Review by Bob Ignizio
As anyone who has read J.R.R. Tolkien's Lord of the Rings trilogy or watched the film adaptations directed by Peter Jackson should know, the events of that story were set in motion some years earlier when an unassuming hobbit named Bilbo Baggins found himself in possession of a certain ring of very great importance. Bilbo's tale was recounted in Tolkien's first novel about the time lost world of Middle Earth, The Hobbit, which has now been brought to the screen by Jackson as well. THE HOBBIT: AN UNEXPECTED JOURNEY is the first installment of what is evidently going to be another cinematic trilogy of films.
After a long and mostly unnecessary history lesson about dwarves, and an equally unnecessary sequence featuring the elderly Bilbo (Ian Holm) and his nephew Frodo (Elijah Wood), the actual movie finally gets underway. We now see Bilbo as a younger hobbit, played by SHERLOCK co-star Martin Freeman. He's perfectly happy to sit around reading, eating, drinking, and smoking until the wizard Gandalf (Ian McKellen) manages to rope the young hobbit into joining a band of dwarves led by Thorin Oakenshield (Richard Armitage) on a quest to reclaim the mountain home from which they were evicted by the dragon Smaug.

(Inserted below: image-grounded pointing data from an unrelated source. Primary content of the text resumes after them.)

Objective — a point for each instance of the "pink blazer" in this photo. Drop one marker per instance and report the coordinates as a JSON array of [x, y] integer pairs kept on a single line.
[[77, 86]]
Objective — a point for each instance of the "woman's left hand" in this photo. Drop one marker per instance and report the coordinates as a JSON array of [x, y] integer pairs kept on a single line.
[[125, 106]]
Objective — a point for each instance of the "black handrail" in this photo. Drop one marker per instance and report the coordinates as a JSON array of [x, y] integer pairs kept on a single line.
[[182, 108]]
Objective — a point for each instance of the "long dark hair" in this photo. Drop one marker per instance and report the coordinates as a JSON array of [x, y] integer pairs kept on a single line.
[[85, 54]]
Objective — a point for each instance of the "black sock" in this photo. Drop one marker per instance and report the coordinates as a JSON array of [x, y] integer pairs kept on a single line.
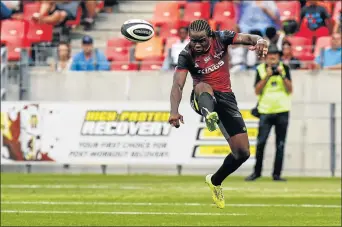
[[206, 101], [229, 165]]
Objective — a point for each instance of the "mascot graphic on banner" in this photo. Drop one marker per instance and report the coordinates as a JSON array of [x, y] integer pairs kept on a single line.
[[21, 134]]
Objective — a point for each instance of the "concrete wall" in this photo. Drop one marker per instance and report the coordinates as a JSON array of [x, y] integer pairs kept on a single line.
[[308, 144]]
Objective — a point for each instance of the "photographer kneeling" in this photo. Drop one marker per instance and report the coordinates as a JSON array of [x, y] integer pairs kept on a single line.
[[273, 87]]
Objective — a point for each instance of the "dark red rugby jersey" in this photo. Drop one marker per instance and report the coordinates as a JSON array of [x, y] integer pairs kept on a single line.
[[211, 67]]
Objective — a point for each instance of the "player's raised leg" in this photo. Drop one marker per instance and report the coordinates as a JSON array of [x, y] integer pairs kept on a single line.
[[206, 105]]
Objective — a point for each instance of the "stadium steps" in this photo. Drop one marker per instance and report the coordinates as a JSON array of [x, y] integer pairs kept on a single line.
[[108, 25]]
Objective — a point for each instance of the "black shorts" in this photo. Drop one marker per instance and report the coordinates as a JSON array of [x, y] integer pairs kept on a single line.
[[227, 110]]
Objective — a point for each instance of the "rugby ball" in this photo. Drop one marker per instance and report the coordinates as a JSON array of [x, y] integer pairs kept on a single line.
[[137, 30]]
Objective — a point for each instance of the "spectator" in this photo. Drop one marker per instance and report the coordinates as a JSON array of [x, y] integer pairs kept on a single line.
[[89, 59], [258, 15], [317, 18], [57, 12], [287, 56], [6, 13], [90, 13], [338, 22], [273, 87], [64, 59], [172, 58], [275, 37], [331, 58], [13, 5]]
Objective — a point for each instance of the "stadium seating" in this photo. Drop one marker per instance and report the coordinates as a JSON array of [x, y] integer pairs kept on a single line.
[[196, 10], [212, 24], [322, 42], [168, 44], [150, 66], [289, 10], [166, 12], [227, 24], [124, 66], [223, 11], [29, 9], [301, 48], [169, 29], [327, 5], [118, 49], [337, 10], [304, 31], [153, 47], [13, 35]]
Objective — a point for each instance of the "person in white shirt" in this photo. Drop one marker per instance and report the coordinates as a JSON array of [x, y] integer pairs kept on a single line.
[[64, 59]]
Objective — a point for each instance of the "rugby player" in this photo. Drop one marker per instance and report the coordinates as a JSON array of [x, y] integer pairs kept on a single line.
[[206, 58]]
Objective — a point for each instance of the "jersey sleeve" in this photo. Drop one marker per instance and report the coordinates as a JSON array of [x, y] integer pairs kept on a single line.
[[257, 78], [287, 71], [227, 37], [182, 64]]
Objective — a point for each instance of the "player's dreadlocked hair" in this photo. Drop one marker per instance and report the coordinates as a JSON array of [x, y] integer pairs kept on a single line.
[[201, 25]]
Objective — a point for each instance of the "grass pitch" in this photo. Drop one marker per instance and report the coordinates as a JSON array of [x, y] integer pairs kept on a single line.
[[97, 200]]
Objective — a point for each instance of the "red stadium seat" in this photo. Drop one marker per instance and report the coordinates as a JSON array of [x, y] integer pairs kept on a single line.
[[228, 24], [77, 21], [124, 66], [289, 10], [152, 63], [196, 10], [213, 24], [147, 66], [154, 59], [301, 48], [224, 10], [322, 42], [166, 12], [118, 49], [39, 32], [169, 29], [119, 42], [169, 42], [337, 11], [30, 9], [117, 55], [152, 47], [13, 35], [304, 31], [327, 5]]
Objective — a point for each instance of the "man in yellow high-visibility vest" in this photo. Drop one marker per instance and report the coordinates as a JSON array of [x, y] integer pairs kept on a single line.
[[274, 87]]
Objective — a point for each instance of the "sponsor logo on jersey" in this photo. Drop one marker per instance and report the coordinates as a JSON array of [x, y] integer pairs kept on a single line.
[[207, 59], [126, 123], [211, 68], [218, 55]]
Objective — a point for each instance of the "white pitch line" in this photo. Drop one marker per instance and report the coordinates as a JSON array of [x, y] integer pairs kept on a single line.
[[167, 204], [139, 187], [118, 213]]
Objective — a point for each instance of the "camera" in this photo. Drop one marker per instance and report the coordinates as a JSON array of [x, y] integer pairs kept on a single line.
[[275, 70]]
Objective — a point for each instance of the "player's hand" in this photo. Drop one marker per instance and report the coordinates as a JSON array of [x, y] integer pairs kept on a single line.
[[261, 48], [174, 120], [280, 70], [269, 71]]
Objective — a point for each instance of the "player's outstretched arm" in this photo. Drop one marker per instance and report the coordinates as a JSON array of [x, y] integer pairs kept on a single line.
[[176, 97], [257, 43]]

Along the way the party encounters many perils, and Bilbo proves himself to be a surprisingly brave and capable adventurer.
The most consistent criticism of AN UNEXPECTED JOURNEY is that the film is too long, and I can't really argue with that. The novel the trilogy is based on was originally intended as a children's book (I first encountered it in my elementary school library in fifth or sixth grade), and while it's still a fairly long and complex novel written in a style that would undoubtedly send most young readers running for the dictionary every few pages, it is nonetheless lighter and less weighty than the books that would follow it by a large degree. A perfectly satisfying film of the entire work could easily have been made that would fit into the running time of this installment alone.
That's not to say that fans of these films won't enjoy some of the additional material Jackson has incorporated into his adaptation, some taken from Tolkien's exhaustive appendices to his trilogy, some thought up by Jackson and his co-writers Phillipa Boyens, Fran Walsh, and Guillermo del Toro. Aside from the aforementioned introductory material, most of the additions are at least enjoyable. They do, however, interfere with the flow of the film.
Ultimately this feels more like 3 or 4 episodes of a television show strung together than an actual movie. If Jackson really felt the need to include all of this material, that probably would have been the better way to do it. It may all be a bit too much, but at least most of it is enjoyable. Undoubtedly the mountains of cash these movies are sure to earn played some role in their being made, but it's equally obvious that Jackson and everyone else involved has a genuine love for this material and aren't just doing this for a quickie cash-in. And if nothing else, the “fan edit” community ought to have a field day putting together different versions of THE HOBBIT once all three movies and their outtakes are out on home video. Maybe then we'll get a nice “just the book” version, but for now, we have what we have, and what we have ain't bad. 3 out of 4 stars.